Jacobs spotlight banner
Credit: Jacobs Lab
Emily Jacobs
Emily Jacobs

Faculty Spotlight: Emily Jacobs

The Jacobs Lab explores the tightly coupled relationship between our endocrine and nervous systems.

 About Emily

Emily Goard Jacobs is an Associate Professor Professor in the Department of Psychological & Brain Sciences at UC Santa Barbara. Emily received her B.A. in Neuroscience from Smith College and her PhD in neuroscience from UC Berkeley. Before moving to UCSB in 2016, she was an Instructor at Harvard Medical School. In recognition of her work, she's received a NARSAD Brain and Behavior Young Investigator Award, an NIH Women's Health Career Development Award, a Robert Wood Johnson Foundation Health and Society Fellowship, and was named a National Academy of Sciences Frontiers of Science Fellow for “distinguished young scientists under 45.”

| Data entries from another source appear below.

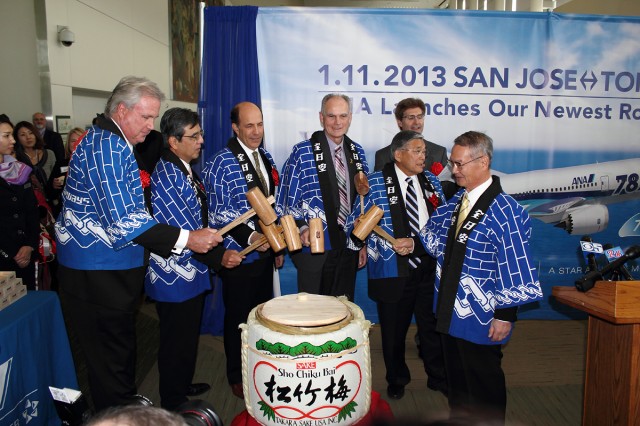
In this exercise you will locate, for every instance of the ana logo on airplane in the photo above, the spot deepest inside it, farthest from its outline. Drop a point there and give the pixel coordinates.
(581, 180)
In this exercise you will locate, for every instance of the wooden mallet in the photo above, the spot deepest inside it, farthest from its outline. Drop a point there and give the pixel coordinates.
(260, 206)
(361, 183)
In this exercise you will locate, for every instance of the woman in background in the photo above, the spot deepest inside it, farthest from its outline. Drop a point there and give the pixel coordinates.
(30, 150)
(59, 173)
(19, 218)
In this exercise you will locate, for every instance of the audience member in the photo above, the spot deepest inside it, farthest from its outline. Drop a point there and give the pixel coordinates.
(30, 150)
(410, 113)
(52, 140)
(243, 165)
(19, 219)
(150, 151)
(178, 283)
(318, 181)
(136, 415)
(481, 242)
(401, 277)
(102, 233)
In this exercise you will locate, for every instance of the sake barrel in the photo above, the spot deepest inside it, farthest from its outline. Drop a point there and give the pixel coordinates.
(306, 361)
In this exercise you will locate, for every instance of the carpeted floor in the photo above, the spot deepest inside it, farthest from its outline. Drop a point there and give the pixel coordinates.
(544, 365)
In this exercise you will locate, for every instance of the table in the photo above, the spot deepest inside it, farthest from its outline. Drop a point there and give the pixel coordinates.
(34, 354)
(612, 373)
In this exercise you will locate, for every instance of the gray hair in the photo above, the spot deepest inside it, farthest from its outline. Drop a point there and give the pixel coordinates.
(129, 91)
(335, 95)
(478, 142)
(137, 415)
(402, 138)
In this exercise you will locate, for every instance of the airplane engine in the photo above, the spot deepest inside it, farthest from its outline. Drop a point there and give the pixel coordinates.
(585, 220)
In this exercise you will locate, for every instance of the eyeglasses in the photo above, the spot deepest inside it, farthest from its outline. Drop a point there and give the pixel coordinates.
(417, 152)
(195, 136)
(459, 165)
(413, 117)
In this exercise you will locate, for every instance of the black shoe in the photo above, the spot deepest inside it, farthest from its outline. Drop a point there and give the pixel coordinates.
(395, 391)
(197, 389)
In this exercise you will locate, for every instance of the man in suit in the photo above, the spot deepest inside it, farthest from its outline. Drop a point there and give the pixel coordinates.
(242, 165)
(102, 233)
(410, 116)
(150, 150)
(52, 140)
(178, 283)
(318, 182)
(485, 271)
(401, 277)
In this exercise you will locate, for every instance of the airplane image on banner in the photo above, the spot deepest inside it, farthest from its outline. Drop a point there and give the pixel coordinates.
(575, 198)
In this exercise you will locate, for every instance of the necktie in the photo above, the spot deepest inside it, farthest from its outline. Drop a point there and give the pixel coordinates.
(462, 214)
(411, 204)
(341, 177)
(263, 182)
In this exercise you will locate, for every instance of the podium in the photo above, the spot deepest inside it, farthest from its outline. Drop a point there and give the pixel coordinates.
(612, 373)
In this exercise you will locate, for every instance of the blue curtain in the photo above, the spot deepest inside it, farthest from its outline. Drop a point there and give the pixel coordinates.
(229, 75)
(229, 70)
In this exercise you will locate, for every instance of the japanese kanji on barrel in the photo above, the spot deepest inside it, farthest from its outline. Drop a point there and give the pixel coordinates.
(306, 361)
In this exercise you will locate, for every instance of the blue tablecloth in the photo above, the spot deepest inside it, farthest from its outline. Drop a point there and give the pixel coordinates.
(34, 354)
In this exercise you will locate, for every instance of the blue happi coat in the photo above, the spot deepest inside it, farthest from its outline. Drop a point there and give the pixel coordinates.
(300, 194)
(226, 187)
(382, 259)
(497, 271)
(103, 206)
(175, 202)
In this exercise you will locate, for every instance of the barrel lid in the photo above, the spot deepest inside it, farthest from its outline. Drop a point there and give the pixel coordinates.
(305, 310)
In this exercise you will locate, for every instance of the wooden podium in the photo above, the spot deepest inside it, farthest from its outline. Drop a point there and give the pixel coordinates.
(612, 374)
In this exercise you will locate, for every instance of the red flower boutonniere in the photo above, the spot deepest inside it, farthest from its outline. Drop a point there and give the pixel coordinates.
(436, 168)
(145, 178)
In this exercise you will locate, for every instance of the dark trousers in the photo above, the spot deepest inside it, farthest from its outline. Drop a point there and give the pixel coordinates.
(395, 319)
(477, 388)
(331, 273)
(243, 288)
(178, 351)
(102, 306)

 How and Why Did You Get Into Your Area of Research?

I fell in love with neuroscience when I was at Smith College. My focus on women's health crystallized when I was a PhD student and I recognized that our research programs weren't serving men and women equally. While this is especially poignant in preclinical biomedical research (animal studies are conducted mostly in males) it's also true in human neuroscience, in terms of how scientists frame questions and design studies. At Berkeley, I saw a way for me to combine my interest in neuroscience with a personal commitment to ensuring that men and women benefit equally from our research efforts.

 The Jacobs Lab

My lab studies the relationship between our endocrine and nervous systems. We use neuroimaging, endocrine assessments, and computational approaches to decipher how major hormonal changes (e.g. neuroendocrine aging during menopause, oral hormonal contraceptives, the menstrual cycle, pregnancy) influence brain structure, function, and cognition.

 Collaborators

UCSB values collaborative science. This was a major attraction to me when deciding where to build a lab. I'll happily trample over the boundaries of a discipline in pursuit of a scientific question. In that spirit, Mary Hegarty (PBS), Liz Chrastil (UC Irvine) and I are using immersive virtual technologies to determine the role hormones play in the aging of the brain's navigational system. Jean Carlson's group (Physics) works closely with my lab to understand how hormones drive the dynamic properties of the human brain across unprecedented timescales. We recently launched a project with Michael Goard's group (MCDB) to explore how neuroendocrine changes across the mouse estrous cycle impacts functional properties of hippocampal neurons using chronic 2P-calcium imaging. On a broader scale, my team is building the University of California Women's Brain Initiative, a UC-wide effort to integrate the collection of human brain imaging data across campuses to advance women's health.